Mithilfe von Skewness- und Kurtosis-Statistiken können Sie bestimmte Arten von Abweichungen von der Normalität Ihres Datengenerierungsprozesses beurteilen. Es handelt sich jedoch um sehr variable Statistiken. Die oben angegebenen Standardfehler sind nicht nützlich, da sie nur unter Normalität gültig sind, was bedeutet, dass sie nur als Test für Normalität nützlich sind, eine im Wesentlichen nutzlose Übung. Es wäre besser, den Bootstrap zu verwenden, um Se's zu finden, obwohl große Samples benötigt würden, um genaue Se's zu erhalten.
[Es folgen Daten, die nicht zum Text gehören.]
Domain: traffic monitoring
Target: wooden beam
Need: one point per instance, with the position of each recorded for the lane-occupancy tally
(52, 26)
Außerdem ist Kurtosis im Gegensatz zum obigen Beitrag sehr leicht zu interpretieren. Dies ist der Durchschnitt (oder der erwartete Wert) der Z-Werte, jeweils mit der vierten Potenz. Groß | Z | Werte sind Ausreißer und tragen stark zur Kurtosis bei. Klein | Z | Werte, bei denen der "Peak" der Verteilung ist, ergeben Z ^ 4 -Werte, die winzig sind und im Wesentlichen nichts zur Kurtosis beitragen. Ich habe in meinem Artikel https://www.ncbi.nlm.nih.gov/pmc/articles/PMC4321753/ bewiesen, dass die Kurtosis durch den Durchschnitt der Z ^ 4 * I (| Z |> 1) -Werte sehr gut angenähert wird. Daher misst Kurtosis die Neigung des Datenerzeugungsprozesses, Ausreißer zu erzeugen.